I used to get upset, punch walls and then instantly regret it. When something went wrong, I made it almost 10 times worse than it actually was. I had a habit of ignoring those closest to me. I also had a problem and couldn’t stay focused on one thing, jumping from one interest to the next and then dropping it a week later – Pokemon cards, skateboarding, comic books, Ricky Gervais – the list goes on and on.
I have always been an emotional guy. Growing up in Tracadie, Nova Scotia, I was quiet in school and lacked any social life. I didn’t go to parties, I didn’t drink – I essentially didn’t have any of the fun I was supposed to have as a teenager destined to face an overwhelming future.
Instead of socializing, I wrote a sports blog for Sportingnews, a now defunct blogger section. I wrote about everything to do with sports, because funny enough, I loved the emotions that erupted during the events.
Blogging was a get-a-way for me. It helped me get through my parent’s divorce as well as the constant problems with my older, autistic brother. In the span of four years, I had posted over 800 blog entries, had more than one-million page views and comments featured in Sportingnews magazine.

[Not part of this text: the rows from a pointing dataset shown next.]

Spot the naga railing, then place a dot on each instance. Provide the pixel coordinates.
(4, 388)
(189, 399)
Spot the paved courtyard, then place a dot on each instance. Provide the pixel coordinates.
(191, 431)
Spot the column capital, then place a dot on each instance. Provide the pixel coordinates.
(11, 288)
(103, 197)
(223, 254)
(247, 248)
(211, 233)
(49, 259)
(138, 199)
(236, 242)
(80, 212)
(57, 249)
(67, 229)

Then, I was diagnosed with depression – which is a family trait. I went to psychiatrists, where I would sit for over half an hour without saying a word. The last thing I wanted to do was talk about how my family’s issues affected me. I just wanted to get home and write blog entries and go back into my own world.
After that ER visit, I had multiple appointments that all lead to the same thing. They confirmed that I had bipolar disorder, but the shrinks wanted to see what other experts thought too. Six months later, while on Christmas break, I finally got the help I needed. I was prescribed two different medications – one, a low dose of a certain type of medicine that’s used to treat schizophrenia and bipolar disorder; the other, a light anti-depressant.
I started to take the medication – one in the morning and one at night – a routine that kept the reminder fresh: this was something that needed to happen.
This school year has corresponded with, not only, new medicine and but a great deal of madness. School seems overwhelmingly long, classes often seem to go on for double the length than they actually are. I feel almost lost. But ultimately the pain is worth the pleasure that will one day be provided.
For once in my life, I feel like I am in control. I have friends that are willing to listen to me bitch about my problems, and there have been people there for me academically and within the school who are willing to work with me in order to succeed.
Over the last six months, I’ve learned a lot about myself, where I want to be in the future and who I want to become. Having this disease can be scary at times, but I know that I am not facing it alone.
For the first time in my life, I feel normal because I was willing to get the help I really needed.